The worst outbreak of the Ebola virus in 7 years is still taking its toll in the West African nations of Guinea and Liberia. Australian epidemiologist doctor Kamalini Lokuge has just returned from Guinea where she's been working with the families of those infected.
Having spent a considerable amount of time in Sri Lanka, her ancestral homeland, Kamalini Lokuge appreciates, perhaps more than most, how lucky she is to be Australian.
It is that appreciation of her good fortune that drives her to take risks that many others would baulk at.
Kamalini is an epidemiologist, and has just returned from working on the latest Ebola outbreak in Guinea.

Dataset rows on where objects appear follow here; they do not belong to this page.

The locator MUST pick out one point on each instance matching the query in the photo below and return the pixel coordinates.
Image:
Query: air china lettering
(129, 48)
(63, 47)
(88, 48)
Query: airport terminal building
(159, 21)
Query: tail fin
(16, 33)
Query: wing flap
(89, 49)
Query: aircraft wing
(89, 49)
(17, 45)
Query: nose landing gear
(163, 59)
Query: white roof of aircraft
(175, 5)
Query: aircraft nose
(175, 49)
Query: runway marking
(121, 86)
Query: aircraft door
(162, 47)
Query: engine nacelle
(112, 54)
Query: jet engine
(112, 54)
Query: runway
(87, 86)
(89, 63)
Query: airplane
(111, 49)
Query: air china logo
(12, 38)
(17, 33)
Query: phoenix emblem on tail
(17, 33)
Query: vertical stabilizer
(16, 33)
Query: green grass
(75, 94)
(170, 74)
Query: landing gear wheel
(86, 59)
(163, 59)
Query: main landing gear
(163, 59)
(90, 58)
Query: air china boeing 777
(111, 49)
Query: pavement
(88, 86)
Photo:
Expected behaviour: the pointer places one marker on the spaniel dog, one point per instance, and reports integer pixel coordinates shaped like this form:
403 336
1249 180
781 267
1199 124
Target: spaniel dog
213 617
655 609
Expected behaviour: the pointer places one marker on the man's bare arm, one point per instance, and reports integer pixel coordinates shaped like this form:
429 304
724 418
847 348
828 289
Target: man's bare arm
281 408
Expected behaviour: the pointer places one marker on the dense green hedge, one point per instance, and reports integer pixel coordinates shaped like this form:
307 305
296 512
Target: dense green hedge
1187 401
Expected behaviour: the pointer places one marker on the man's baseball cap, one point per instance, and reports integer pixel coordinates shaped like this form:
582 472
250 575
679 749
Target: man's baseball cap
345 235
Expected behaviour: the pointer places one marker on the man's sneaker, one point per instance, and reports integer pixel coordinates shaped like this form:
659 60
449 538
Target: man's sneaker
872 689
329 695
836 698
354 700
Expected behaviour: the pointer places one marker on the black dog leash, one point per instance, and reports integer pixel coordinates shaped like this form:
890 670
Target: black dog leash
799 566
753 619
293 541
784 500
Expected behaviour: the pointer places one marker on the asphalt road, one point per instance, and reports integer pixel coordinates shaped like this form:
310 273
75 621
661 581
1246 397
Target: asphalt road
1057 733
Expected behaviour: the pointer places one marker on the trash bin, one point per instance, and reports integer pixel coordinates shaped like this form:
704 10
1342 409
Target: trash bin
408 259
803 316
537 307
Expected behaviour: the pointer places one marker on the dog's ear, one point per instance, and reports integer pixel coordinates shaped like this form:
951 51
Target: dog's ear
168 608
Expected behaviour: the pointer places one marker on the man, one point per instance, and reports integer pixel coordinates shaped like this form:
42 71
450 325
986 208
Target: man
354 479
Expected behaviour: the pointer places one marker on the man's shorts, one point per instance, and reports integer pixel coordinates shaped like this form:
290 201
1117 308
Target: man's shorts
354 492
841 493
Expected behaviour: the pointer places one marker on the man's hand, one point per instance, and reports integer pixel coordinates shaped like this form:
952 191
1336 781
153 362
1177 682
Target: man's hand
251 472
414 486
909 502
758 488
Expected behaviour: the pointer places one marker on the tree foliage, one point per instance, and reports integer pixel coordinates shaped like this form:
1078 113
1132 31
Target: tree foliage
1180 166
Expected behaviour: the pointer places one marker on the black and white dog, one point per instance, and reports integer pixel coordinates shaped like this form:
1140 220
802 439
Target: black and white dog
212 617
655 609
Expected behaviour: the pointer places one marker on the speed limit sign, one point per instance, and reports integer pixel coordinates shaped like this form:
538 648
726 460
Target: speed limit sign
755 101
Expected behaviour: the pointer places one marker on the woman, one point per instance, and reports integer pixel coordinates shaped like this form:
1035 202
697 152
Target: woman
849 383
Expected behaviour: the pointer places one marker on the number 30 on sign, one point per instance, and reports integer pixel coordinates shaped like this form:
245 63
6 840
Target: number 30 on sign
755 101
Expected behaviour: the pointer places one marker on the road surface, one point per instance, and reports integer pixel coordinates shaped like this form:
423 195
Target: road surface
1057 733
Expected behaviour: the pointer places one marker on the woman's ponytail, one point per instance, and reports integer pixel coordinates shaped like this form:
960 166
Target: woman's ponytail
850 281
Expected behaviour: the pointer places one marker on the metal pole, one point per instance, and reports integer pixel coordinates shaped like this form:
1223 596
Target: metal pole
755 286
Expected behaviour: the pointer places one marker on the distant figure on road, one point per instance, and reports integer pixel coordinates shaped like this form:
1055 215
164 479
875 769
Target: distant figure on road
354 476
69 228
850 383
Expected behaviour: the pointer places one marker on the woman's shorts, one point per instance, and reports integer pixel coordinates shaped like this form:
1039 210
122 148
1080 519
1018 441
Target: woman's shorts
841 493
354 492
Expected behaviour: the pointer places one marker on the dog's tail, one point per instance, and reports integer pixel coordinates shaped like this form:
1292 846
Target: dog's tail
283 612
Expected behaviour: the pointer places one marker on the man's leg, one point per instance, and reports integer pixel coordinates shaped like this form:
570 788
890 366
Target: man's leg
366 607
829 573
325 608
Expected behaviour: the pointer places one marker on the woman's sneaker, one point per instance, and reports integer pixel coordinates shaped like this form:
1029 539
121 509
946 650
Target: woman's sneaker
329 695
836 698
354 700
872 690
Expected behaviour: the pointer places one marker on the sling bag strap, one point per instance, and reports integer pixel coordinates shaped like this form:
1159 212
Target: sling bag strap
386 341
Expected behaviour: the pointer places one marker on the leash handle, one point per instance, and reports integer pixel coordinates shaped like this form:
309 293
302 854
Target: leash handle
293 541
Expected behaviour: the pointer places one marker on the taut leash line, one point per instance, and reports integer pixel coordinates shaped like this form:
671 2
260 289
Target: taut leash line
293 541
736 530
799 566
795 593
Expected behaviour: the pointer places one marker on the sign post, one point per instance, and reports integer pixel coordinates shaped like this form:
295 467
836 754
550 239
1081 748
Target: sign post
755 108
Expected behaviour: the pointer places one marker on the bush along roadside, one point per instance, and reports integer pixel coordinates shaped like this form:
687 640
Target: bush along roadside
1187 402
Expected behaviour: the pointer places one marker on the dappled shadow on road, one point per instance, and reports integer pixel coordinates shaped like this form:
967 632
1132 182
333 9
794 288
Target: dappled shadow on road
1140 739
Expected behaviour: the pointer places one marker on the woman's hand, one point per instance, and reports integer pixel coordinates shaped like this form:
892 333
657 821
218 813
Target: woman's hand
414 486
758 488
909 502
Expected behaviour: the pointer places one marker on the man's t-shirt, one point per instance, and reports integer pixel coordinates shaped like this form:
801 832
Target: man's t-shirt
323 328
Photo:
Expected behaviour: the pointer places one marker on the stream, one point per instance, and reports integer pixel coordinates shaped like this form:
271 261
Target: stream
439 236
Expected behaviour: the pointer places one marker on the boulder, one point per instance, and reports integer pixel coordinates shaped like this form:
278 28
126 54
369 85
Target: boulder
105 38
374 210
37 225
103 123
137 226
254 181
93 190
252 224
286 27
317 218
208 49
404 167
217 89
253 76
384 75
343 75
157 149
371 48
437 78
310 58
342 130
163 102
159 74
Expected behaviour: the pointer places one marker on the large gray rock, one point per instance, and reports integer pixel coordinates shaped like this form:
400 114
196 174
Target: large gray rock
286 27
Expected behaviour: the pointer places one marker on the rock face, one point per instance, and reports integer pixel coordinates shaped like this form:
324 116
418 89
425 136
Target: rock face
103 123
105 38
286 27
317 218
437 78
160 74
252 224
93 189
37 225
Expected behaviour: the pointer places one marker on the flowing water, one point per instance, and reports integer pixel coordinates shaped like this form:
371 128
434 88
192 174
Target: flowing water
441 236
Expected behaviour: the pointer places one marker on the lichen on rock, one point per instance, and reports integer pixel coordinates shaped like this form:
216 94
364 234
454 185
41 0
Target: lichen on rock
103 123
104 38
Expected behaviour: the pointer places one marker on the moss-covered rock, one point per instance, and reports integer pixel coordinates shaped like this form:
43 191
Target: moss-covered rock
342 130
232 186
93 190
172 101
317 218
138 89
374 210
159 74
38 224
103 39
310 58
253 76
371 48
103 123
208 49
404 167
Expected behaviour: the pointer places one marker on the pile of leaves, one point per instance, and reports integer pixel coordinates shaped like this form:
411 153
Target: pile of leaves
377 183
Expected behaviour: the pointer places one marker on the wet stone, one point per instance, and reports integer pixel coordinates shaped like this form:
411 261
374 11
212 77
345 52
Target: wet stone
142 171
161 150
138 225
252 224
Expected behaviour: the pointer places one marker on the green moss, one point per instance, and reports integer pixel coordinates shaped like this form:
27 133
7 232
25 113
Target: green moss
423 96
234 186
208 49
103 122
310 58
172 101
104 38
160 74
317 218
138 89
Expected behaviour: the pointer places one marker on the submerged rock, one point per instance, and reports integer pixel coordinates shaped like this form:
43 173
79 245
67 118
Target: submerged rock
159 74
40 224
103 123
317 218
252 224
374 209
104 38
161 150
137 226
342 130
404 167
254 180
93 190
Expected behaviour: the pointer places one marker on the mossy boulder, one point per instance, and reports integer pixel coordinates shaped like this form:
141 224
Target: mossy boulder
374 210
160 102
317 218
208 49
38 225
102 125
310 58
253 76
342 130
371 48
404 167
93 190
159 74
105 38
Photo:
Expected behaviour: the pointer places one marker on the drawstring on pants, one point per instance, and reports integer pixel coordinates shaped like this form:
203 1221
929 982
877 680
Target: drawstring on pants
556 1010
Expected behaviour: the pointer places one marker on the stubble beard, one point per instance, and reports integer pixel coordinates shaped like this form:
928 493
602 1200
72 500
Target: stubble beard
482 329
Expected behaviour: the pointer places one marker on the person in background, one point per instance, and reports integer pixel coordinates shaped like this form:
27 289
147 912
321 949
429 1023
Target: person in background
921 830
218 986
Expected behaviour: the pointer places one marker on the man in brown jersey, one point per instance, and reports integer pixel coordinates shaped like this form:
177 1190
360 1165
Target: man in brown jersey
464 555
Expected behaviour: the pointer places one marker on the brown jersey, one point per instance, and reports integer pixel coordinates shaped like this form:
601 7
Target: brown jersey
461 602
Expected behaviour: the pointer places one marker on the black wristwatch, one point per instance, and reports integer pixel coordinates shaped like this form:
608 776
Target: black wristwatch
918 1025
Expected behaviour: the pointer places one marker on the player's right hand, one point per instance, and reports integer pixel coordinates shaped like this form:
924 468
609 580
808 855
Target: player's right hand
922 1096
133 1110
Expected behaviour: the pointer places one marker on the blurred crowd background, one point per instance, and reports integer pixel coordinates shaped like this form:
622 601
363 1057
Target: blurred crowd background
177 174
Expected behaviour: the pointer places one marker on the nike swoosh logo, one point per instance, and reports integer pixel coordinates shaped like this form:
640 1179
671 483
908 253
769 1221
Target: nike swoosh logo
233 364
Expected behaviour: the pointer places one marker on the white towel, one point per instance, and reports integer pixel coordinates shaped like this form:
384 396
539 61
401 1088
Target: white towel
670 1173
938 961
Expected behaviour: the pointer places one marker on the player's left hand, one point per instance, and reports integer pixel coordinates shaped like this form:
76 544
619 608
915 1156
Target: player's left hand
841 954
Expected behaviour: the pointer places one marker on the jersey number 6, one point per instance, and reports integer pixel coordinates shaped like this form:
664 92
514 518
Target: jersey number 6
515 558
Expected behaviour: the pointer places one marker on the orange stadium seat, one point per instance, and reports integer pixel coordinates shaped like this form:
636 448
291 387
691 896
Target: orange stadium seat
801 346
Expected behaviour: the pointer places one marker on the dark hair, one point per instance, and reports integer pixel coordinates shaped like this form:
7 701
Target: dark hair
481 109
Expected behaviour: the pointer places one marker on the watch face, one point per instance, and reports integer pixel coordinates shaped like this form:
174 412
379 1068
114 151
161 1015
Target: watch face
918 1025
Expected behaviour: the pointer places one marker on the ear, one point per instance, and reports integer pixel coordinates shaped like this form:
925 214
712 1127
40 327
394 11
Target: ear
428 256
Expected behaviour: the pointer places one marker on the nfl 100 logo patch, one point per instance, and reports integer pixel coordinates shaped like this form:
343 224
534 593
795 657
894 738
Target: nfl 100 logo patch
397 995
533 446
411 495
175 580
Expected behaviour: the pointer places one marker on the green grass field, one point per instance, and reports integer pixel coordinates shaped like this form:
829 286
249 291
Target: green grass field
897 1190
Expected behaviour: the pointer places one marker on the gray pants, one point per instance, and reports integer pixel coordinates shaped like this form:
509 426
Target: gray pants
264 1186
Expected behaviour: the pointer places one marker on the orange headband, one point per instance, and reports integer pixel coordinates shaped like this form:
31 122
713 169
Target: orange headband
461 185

A volunteer for Medecins Sans Frontieres, it was her fourth visit to an Ebola infected area.
"We're very lucky in Australia, says Kamalini. "Every time I come back from an outbreak I think we have everything here and part of acknowledging how lucky we are, for me at least, is to help those who don't have as much."
Although prompt treatment can help, Ebola kills nearly 9 in 10 people who contract the virus. The current outbreak in Guinea is the worst in 7 years. At the time of writing it has killed 142 people.
The doctors and nurses who treat those infected in the specially established isolation units in Guinea wear "Hazmat"- type suits, but not Kamalini. It is her job to map the spread of the disease, to track down families who might have come into contact with an infected person, to win their trust. Turning up looking like an astronaut would do her no favours.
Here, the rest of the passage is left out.